En una ¿carnicería? de Centro Habana, el vendedor agredió a cajas destempladas a un anciano que le reclamó una novena de pollo de la semana anterior. Un bodeguero se lio a puñetazos con un cliente a quien supuestamente le había robado tres libras de arroz. En un P-8 se formó una pelotera de chupa y déjame el cabo de padre y señor mío porque alguien le pidió al chofer que bajara el estridente reguetón que hacía una bulla infernal.
Asimismo, y en cualquier parte donde se aglomere o busque asistencia la población el ambiente se torna tenso por la “felicidad cortada o la mala leche”, cómo tituló su artículo publicado en Tribuna de La Habana, una periodista que hablaba de la pérdida de valores en la sociedad, el estado agresivo de la población y la indisciplina social.
Una taxista expresó para CubaNet que, al conducir un paciente al hospital Pando Ferrer (Liga contra la ceguera, en Mariano), y ver que la doctora entraba y salía de otras consultas que no era la suya, o conversaba en los pasillos, la llamó, y esta, en forma descompuesta le preguntó qué necesitaba de ella, a lo que le respondió: “seguro que no es teñirme el pelo, o arreglarme las uñas de los pies: es para que atienda el ojo a este señor”.
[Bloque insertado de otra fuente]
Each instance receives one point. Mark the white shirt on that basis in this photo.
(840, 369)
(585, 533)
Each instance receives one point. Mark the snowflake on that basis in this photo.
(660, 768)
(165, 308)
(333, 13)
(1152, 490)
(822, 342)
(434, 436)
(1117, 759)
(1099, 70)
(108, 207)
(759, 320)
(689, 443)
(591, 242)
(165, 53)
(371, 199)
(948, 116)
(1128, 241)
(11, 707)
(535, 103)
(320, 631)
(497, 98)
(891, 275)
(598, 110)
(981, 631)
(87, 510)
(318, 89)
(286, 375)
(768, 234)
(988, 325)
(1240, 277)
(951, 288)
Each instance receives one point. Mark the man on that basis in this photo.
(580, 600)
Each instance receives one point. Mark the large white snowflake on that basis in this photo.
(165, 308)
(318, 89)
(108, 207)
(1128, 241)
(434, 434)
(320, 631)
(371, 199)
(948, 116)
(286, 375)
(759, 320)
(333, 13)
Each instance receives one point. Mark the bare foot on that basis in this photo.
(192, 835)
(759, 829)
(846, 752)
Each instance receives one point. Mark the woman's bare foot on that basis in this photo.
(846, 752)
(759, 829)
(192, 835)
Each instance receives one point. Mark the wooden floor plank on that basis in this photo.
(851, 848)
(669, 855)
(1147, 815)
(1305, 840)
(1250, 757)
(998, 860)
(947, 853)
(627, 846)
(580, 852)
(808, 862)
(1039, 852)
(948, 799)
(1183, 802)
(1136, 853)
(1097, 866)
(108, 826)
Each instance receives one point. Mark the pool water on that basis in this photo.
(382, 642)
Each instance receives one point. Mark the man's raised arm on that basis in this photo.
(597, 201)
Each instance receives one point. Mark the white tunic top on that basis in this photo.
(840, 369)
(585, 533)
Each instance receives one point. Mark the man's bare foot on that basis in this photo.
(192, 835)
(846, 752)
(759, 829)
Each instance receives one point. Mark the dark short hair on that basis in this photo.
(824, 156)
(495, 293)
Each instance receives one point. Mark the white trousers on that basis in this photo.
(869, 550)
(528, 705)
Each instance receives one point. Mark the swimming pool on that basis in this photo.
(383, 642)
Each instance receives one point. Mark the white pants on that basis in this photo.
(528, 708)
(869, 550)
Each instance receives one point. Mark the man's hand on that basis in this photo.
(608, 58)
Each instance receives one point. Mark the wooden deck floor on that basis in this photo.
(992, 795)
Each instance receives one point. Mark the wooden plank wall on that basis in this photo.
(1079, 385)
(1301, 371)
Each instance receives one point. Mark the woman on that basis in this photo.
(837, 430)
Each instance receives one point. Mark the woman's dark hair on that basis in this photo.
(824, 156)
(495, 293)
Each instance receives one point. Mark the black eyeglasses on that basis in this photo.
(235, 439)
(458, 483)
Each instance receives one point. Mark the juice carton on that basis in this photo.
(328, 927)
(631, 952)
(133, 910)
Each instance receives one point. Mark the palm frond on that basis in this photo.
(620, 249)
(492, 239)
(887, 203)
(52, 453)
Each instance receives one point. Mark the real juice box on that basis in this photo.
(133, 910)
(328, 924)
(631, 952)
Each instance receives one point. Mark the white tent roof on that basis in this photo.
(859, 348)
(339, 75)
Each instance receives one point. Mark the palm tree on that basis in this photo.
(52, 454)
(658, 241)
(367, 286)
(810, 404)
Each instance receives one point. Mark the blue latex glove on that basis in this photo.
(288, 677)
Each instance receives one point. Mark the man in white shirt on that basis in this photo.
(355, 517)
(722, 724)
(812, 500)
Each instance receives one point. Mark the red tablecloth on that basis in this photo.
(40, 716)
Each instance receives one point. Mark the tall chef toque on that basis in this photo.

De ahí a la discusión fue un paso, pues la doctora decía que había sido vanguardia en el exterior, su evaluación profesional eficiente, su militancia en el partido, ni hablar, los cargos en… y el bla, bla, bla habitual que, a ritmo de gesticulaciones, palabras groseras, más parecía desarrollarse en el lavadero de un solar y no en el pasillo de un hospital.
Y por ahí anda el comportamiento, los buenos modales y la disciplina social: en peligro de extinción. Todos viran la cabeza ante la vista de una cromañona o un cromañón. La cuestión es pasar debajo de una roca el vendaval. Disfrutar que las ruinas de La Habana fueron declaradas ciudad maravilla, y ensordecer con un grito a quien se pase de fino.
¿Histeria colectiva? ¿Mala leche? ¿Falta de educación formal? ¿Corrupción? ¿Amiguismo? ¿Desinterés? Quién sabe. El hecho es que la población cubana se mueve hacia el interior como una manada de búfalos espantados dentro de un corral. No así hacia el exterior. Ni con quien puede pagar. Todavía, el Neandertal cubano sigue ahí.